There are many examples of firms in which earnings are increasing but which aren’t increasing in value to shareholders as debt increases in a disproportionate manner. More than a few pharmaceutical companies in the recent past have increased earnings rapidly through debt-fueled acquisitions and have been rewarded in the short-term with higher share prices despite destroying value along the way and the artificial growth inevitably dissipates. Although earnings in such cases have increased, eventual future debt repayments have either reduced future free cash flows to equity or haven’t grown them at a reasonable rate of return. The future change in net debt is often mistakenly excluded from valuation, meaning earnings increases in most cases are applauded by investors regardless of the increase in debt. The primary issue is the fact that more and more capital is being put into a company generating excruciatingly marginal returns.

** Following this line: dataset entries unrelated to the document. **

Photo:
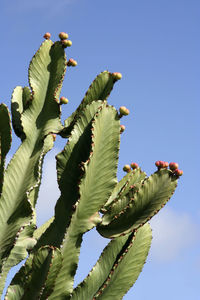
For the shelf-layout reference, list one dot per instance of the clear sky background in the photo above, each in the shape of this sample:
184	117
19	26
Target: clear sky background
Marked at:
155	45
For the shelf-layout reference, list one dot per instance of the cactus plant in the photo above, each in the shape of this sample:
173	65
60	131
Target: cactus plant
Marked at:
90	194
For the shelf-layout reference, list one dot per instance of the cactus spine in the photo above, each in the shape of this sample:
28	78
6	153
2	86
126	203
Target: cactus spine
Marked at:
86	175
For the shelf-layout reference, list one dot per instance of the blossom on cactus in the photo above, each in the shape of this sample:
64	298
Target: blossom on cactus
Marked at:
122	128
66	43
123	111
63	100
72	63
127	168
63	36
47	35
173	166
134	166
117	75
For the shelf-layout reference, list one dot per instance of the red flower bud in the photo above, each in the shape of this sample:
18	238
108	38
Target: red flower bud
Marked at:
173	166
47	35
178	172
123	111
63	100
134	166
66	43
63	35
122	128
127	168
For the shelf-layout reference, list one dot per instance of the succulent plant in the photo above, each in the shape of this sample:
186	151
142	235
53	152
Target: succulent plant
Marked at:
90	193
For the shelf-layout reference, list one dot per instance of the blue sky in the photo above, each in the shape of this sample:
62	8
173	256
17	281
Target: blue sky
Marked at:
155	45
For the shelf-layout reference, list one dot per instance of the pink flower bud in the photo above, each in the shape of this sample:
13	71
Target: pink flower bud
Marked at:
122	128
63	100
47	35
66	43
173	166
63	35
134	166
127	168
117	75
72	63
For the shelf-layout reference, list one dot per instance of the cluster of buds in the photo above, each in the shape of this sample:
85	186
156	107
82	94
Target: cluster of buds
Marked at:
123	111
72	63
63	100
64	39
134	166
122	128
172	166
117	76
47	36
127	168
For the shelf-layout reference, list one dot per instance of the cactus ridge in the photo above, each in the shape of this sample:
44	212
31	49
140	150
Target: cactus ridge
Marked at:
5	139
69	173
123	187
150	198
100	89
123	256
100	169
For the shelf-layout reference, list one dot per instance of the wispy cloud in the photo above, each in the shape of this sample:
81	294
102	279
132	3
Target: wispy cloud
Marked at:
173	234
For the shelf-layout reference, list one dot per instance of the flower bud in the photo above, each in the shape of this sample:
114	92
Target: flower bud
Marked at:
134	166
178	172
127	168
72	63
66	43
63	100
123	111
47	35
173	166
53	136
122	128
63	35
117	75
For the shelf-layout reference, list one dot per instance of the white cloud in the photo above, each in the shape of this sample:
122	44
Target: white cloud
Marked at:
49	192
173	234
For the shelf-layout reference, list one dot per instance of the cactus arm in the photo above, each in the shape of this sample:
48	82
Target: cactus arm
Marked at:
123	186
5	139
69	172
19	102
40	118
144	203
100	89
117	268
40	271
95	188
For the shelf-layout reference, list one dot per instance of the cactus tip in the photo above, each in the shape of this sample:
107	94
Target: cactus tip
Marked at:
127	168
72	63
63	100
161	164
122	128
47	35
117	75
63	35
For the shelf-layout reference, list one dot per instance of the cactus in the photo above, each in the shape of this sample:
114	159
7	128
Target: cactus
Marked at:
90	194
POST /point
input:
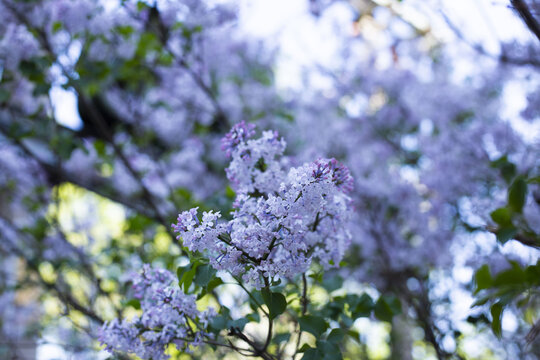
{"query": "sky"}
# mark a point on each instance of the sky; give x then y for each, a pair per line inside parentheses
(303, 38)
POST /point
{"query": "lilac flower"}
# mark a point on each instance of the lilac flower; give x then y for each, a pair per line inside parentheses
(283, 220)
(166, 311)
(238, 134)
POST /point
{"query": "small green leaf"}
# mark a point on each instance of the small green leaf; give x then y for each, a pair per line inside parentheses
(312, 354)
(482, 278)
(329, 350)
(496, 313)
(387, 307)
(364, 307)
(502, 216)
(187, 279)
(56, 27)
(204, 274)
(517, 195)
(510, 277)
(505, 234)
(315, 325)
(332, 283)
(279, 338)
(238, 323)
(135, 303)
(336, 336)
(276, 302)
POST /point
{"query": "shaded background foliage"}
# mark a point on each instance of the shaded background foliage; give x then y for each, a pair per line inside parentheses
(444, 184)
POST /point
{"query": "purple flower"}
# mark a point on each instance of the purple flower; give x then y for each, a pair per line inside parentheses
(238, 134)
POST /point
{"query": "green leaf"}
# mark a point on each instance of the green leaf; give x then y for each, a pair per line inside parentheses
(276, 302)
(502, 216)
(312, 354)
(279, 338)
(496, 313)
(101, 148)
(332, 283)
(315, 325)
(336, 336)
(510, 277)
(56, 27)
(221, 321)
(187, 280)
(387, 307)
(204, 274)
(482, 278)
(364, 307)
(238, 323)
(329, 350)
(135, 303)
(214, 283)
(506, 233)
(517, 194)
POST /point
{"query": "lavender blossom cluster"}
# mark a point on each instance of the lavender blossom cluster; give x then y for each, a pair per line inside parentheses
(282, 220)
(168, 317)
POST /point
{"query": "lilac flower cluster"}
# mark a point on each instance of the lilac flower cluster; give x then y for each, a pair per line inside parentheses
(282, 220)
(168, 317)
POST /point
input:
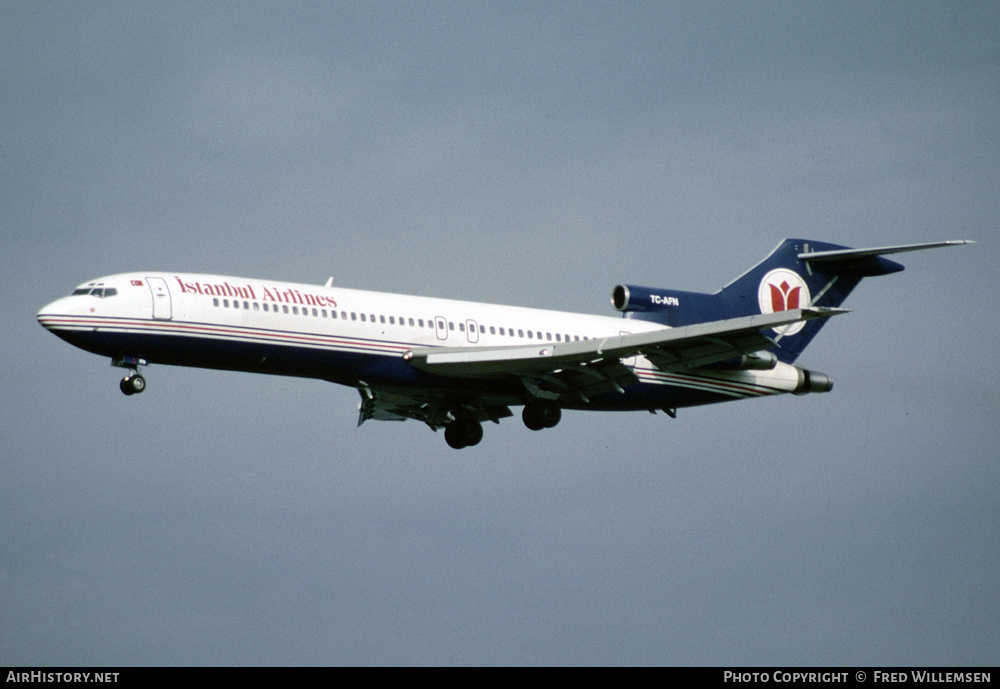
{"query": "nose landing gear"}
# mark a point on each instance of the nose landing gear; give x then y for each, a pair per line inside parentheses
(133, 383)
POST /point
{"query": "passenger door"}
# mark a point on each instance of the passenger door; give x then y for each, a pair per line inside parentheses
(162, 306)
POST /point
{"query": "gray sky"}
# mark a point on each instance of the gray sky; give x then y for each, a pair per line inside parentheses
(525, 153)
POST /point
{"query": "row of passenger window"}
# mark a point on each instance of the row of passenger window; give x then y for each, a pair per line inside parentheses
(393, 320)
(99, 292)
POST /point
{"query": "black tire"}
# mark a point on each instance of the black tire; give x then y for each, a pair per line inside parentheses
(539, 415)
(137, 383)
(463, 433)
(453, 435)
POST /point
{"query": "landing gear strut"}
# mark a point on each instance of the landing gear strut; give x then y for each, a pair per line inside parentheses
(463, 433)
(539, 415)
(133, 383)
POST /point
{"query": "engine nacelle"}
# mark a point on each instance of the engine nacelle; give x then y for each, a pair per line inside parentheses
(669, 306)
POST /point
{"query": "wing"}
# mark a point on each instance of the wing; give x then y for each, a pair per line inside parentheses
(593, 366)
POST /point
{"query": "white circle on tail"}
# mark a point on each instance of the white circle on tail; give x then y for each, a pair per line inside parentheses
(781, 290)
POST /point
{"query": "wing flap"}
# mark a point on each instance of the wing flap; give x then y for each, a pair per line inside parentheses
(687, 347)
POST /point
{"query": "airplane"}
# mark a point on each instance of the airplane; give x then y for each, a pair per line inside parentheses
(457, 364)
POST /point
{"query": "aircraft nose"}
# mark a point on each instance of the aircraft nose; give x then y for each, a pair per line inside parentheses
(48, 313)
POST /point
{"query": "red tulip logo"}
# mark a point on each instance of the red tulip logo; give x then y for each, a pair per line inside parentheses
(783, 290)
(784, 297)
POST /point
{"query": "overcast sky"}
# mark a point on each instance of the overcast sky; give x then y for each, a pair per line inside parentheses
(525, 153)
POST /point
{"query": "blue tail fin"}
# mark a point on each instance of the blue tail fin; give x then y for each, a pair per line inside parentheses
(798, 273)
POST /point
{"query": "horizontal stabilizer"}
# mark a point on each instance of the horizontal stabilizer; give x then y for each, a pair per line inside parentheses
(844, 255)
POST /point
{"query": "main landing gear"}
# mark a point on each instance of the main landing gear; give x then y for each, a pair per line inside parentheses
(133, 383)
(463, 433)
(539, 415)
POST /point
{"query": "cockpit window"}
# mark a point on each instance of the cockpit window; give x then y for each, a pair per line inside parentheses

This wasn’t necessarily meant to be an indictment or analysis of TransCanada’s operations, I just wanted to use the numbers as a real example to show what I believe is value destruction. However, when you quickly factor in that TransCanada’s rates are regulated with a cap on its ROE, I believe it is highly unlikely that this $29b in additional capital was well-invested for owners. Apparently, management plans on reducing debt in future years and bringing new infrastructure to capacity which may improve things, but as it currently transports 25% of North America’s gas, and with recently reduced rates, and with industry gas supply at historic highs, I would be surprised if enough additional volume came about to prove me incorrect.
This discussion also highlights what can go wrong using surface-level metrics. TransCanada has a P/E of 17 and dividend yield of 5%, which doesn’t sound terrible if you are just investing for a stable income from a utility-type company. When you add the debt to its current market cap of $50b however, the enterprise value is $97b which is a better idea of the true price of the firm, for an EV/NOPAT of around 27. Again, the dividend yield is basically meaningless knowing that it comes from dilution to owners and from new debt- who cares if management is paying you a 5% yield when your business is taking on debt or inviting more owners to pay that cash to you. They’re frankly just moving the cash from the hands of other investors to your hands and your business will eventually have to pay those investors off with the cash it generates. Despite the EV ratio being more explanative than the P/E, it isn’t a valuation, so you would have to ask yourself whether the firm will in a reasonable period of time generate sufficient cash flows to allow for good returns for owners in the long-run. I think the answer is very likely not.